ベルリン映画祭ほか多くの映画賞を受賞した感動の映画脚本ストーリーです。。ロシアを舞台に実話を元に作られた物語で、わずか6歳の少年が大人顔負けの勇気と頑張りを貫き通して真実の幸せを手にするハートウォーミングな感動作です。
ロシアのある孤児院では、たくさんの子供たちが結束して逞しく暮らしていた。盗みや万引で稼ぐ少年・娼婦になって稼ぐ少女・リーダーとして全員をまとめ全体の資金を管理する最年長の少年・みんなの母親役を務める優しい少女らがいて、厳しい境遇に負けずに暮らす毎日だった。

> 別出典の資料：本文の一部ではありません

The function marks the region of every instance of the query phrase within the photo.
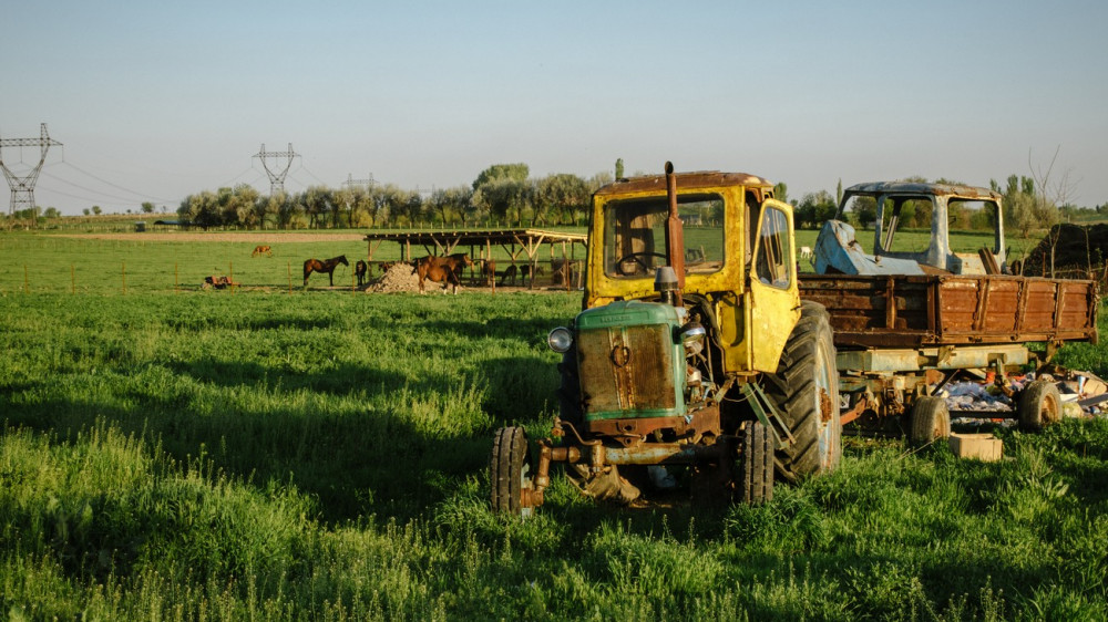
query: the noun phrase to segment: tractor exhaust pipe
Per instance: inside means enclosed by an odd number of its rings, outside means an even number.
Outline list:
[[[674,163],[666,163],[666,196],[669,199],[669,218],[666,219],[666,260],[677,277],[677,307],[684,307],[681,292],[685,290],[685,229],[677,215],[677,176],[674,175]],[[658,276],[660,276],[660,270]],[[655,288],[657,289],[656,283]]]

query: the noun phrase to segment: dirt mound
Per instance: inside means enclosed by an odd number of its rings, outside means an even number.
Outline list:
[[[439,291],[441,283],[427,281],[427,291]],[[397,263],[389,268],[383,274],[375,279],[366,288],[369,293],[394,293],[419,291],[419,276],[412,270],[411,263]]]
[[[1054,240],[1057,239],[1057,243]],[[1087,278],[1089,270],[1102,271],[1108,259],[1108,225],[1055,225],[1024,261],[1024,274],[1040,277],[1050,272],[1050,247],[1058,277]],[[1009,257],[1009,261],[1014,259]]]

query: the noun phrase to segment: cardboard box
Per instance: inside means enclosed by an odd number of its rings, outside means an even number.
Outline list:
[[[952,434],[950,443],[951,452],[960,458],[993,463],[1004,454],[1004,442],[992,434]]]

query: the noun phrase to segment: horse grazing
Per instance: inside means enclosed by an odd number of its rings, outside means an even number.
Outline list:
[[[531,279],[531,284],[535,284],[535,277],[543,273],[542,266],[532,267],[530,263],[524,263],[520,267],[520,273],[523,276],[523,282],[526,283],[527,279]]]
[[[359,259],[358,262],[353,265],[353,273],[358,277],[358,287],[366,284],[367,272],[369,272],[369,265]]]
[[[437,283],[444,283],[443,288],[449,283],[454,288],[452,293],[458,293],[458,286],[461,284],[462,268],[469,266],[473,266],[473,260],[464,252],[455,252],[447,257],[429,255],[416,260],[412,272],[419,274],[420,293],[424,293],[423,283],[427,279],[431,279]]]
[[[339,263],[343,266],[350,265],[350,262],[346,260],[345,255],[332,257],[324,261],[318,259],[308,259],[304,262],[304,287],[308,287],[308,274],[312,272],[327,272],[331,287],[335,287],[335,267]]]
[[[483,259],[481,261],[481,276],[484,277],[485,284],[493,287],[496,284],[496,260]]]

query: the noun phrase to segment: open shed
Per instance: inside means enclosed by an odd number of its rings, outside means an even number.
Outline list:
[[[386,241],[399,243],[401,258],[409,262],[423,255],[469,252],[471,258],[481,260],[484,265],[484,261],[494,257],[493,249],[499,247],[507,256],[506,260],[495,260],[500,263],[494,266],[495,276],[502,280],[510,274],[514,283],[517,270],[525,273],[523,267],[526,266],[531,274],[545,272],[553,284],[566,287],[571,284],[579,287],[576,281],[581,279],[581,263],[585,259],[588,245],[588,236],[585,234],[546,229],[371,232],[366,235],[365,240],[371,265],[377,263],[373,260],[373,252]],[[413,257],[413,253],[417,257]],[[548,268],[544,269],[544,266]]]

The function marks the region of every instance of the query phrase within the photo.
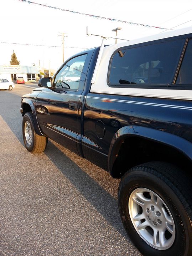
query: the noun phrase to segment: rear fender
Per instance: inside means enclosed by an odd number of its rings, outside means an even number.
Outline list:
[[[125,139],[137,137],[156,142],[167,144],[179,151],[192,162],[192,143],[188,140],[166,132],[137,126],[122,127],[115,134],[111,141],[108,157],[109,173],[112,173],[113,164],[119,149]]]

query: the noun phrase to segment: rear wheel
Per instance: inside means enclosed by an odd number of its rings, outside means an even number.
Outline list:
[[[40,136],[36,133],[31,112],[25,114],[22,127],[24,143],[27,149],[32,153],[44,151],[47,146],[48,139],[45,136]]]
[[[192,191],[184,176],[176,167],[154,162],[131,168],[121,181],[121,220],[144,255],[192,255]]]

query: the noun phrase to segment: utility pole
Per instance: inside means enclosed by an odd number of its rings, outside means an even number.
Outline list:
[[[59,33],[59,34],[61,35],[59,35],[59,36],[62,36],[62,45],[63,46],[63,63],[64,62],[64,37],[67,37],[67,36],[65,36],[65,35],[67,35],[66,33]]]
[[[120,30],[121,29],[121,27],[116,27],[116,29],[113,29],[111,31],[115,31],[115,36],[117,36],[117,31],[118,30]],[[115,38],[115,43],[117,43],[117,39]]]

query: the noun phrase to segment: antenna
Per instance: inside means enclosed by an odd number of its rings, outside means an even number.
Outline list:
[[[103,54],[103,49],[104,49],[104,46],[105,45],[105,40],[107,40],[107,39],[109,39],[110,38],[113,38],[115,39],[121,39],[121,40],[125,40],[127,41],[128,41],[129,40],[128,40],[127,39],[123,39],[121,38],[117,38],[117,37],[111,37],[108,36],[102,36],[99,35],[94,35],[94,34],[91,34],[90,33],[89,33],[88,31],[88,27],[87,26],[86,27],[86,32],[87,35],[88,36],[99,36],[100,37],[101,37],[102,39],[101,45],[100,46],[100,49],[99,50],[99,54],[98,55],[97,60],[97,61],[95,66],[95,69],[94,70],[94,72],[93,72],[93,77],[91,80],[92,83],[94,83],[95,81],[97,74],[97,71],[98,71],[98,69],[99,68],[99,64],[100,64],[100,62],[102,57],[102,55]]]

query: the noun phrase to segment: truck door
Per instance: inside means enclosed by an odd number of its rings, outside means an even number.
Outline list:
[[[44,134],[76,153],[78,112],[88,55],[76,56],[62,66],[54,76],[53,87],[43,89],[36,104],[38,122]]]

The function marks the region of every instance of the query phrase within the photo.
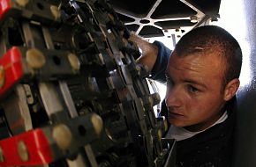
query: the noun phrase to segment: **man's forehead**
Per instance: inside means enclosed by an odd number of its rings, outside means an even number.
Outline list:
[[[166,73],[169,76],[178,73],[180,78],[187,77],[184,79],[188,80],[200,77],[203,77],[201,80],[204,80],[211,77],[222,78],[223,71],[223,63],[219,56],[198,54],[178,56],[173,53],[169,58]]]

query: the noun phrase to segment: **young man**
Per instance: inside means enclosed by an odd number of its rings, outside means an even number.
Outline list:
[[[182,37],[173,52],[161,42],[132,34],[142,49],[139,63],[167,84],[162,113],[170,123],[166,137],[177,141],[177,165],[231,165],[232,109],[239,87],[242,52],[225,30],[207,25]]]

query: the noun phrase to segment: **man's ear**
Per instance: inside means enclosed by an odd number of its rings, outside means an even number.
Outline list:
[[[225,101],[229,101],[230,99],[231,99],[237,93],[240,81],[238,78],[235,78],[230,81],[225,86],[223,99]]]

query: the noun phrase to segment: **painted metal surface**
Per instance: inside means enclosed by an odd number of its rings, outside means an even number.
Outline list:
[[[220,25],[238,40],[243,51],[237,93],[235,167],[256,166],[256,2],[222,0]]]

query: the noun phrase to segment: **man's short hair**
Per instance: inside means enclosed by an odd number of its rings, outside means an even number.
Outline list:
[[[234,78],[238,78],[242,66],[242,51],[236,39],[226,30],[215,25],[195,28],[177,42],[175,51],[178,56],[193,53],[216,53],[226,62],[223,86]]]

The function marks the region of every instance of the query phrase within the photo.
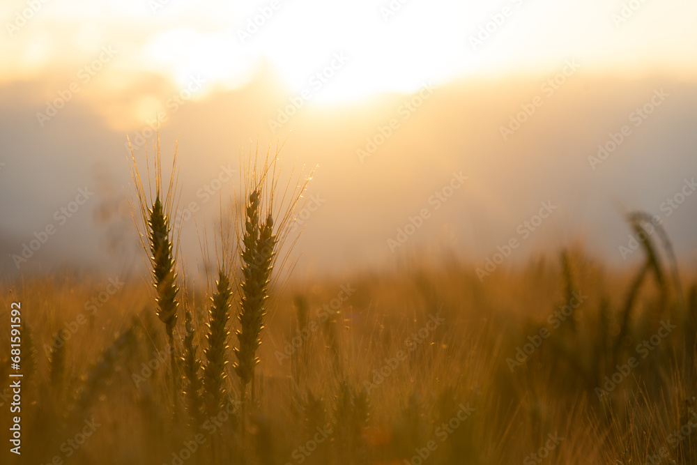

時折、外国から養子を求めて夫婦がやって来て、子供を家に引き取って行く。実は孤児院を管理する大人、院長とマダムと呼ばれる女がインターネットで子供の写真をばら撒き、養子希望を募り手数料をせしめる言わば人身売買のような違法なビジネスを、していたのだった。それでも選ばれた子供は幸福を約束されたような物で、今月は6歳のワーニャが幸運を射止め、イタリア人夫婦が訪ねて来る。ワーニャは夫婦に気に入られ、お土産ももらって喜びに包まれる。夫婦は一旦帰って一月後に引き取りに来る約束を交わす。ある日孤児院に、少し前に養子にもらわれていった子供の実の母親が現れて、わが子の消息を尋ねる。院長は、全く相手にせず邪険に追い返し、母親は失意の内に帰って行く。数日後、絶望した母親は泥酔した挙句に電車に飛び込み自殺をしてしまう。その事件を知ったワーニャは、養子に行くよりも何処かにいる筈の本当の母を探そうと決意するのだが・・・・。
少年の決意を翻させようとする年長のリーダーや利益を優先しようとする悪い大人達に妨害されても、ワーニャは怯まず自分の意志を貫いて母へ続く道を模索して行きます。世間は悪い奴ばかりでなく、娼婦のイルカや最初に入れられた孤児院の院長らが、ワーニャの純粋で必死な心情に共鳴して助けを差し伸べてくれます。少年には運も味方しますが、それでも過酷な運命に懸命に逆らって頑張る姿は本当に立派だと思えますし、どんなに困難でも未来の幸福を信じて進む姿勢に、忘れていた大切なものを思い出させてくれた気がして、久々に清々しい読書体験をしました。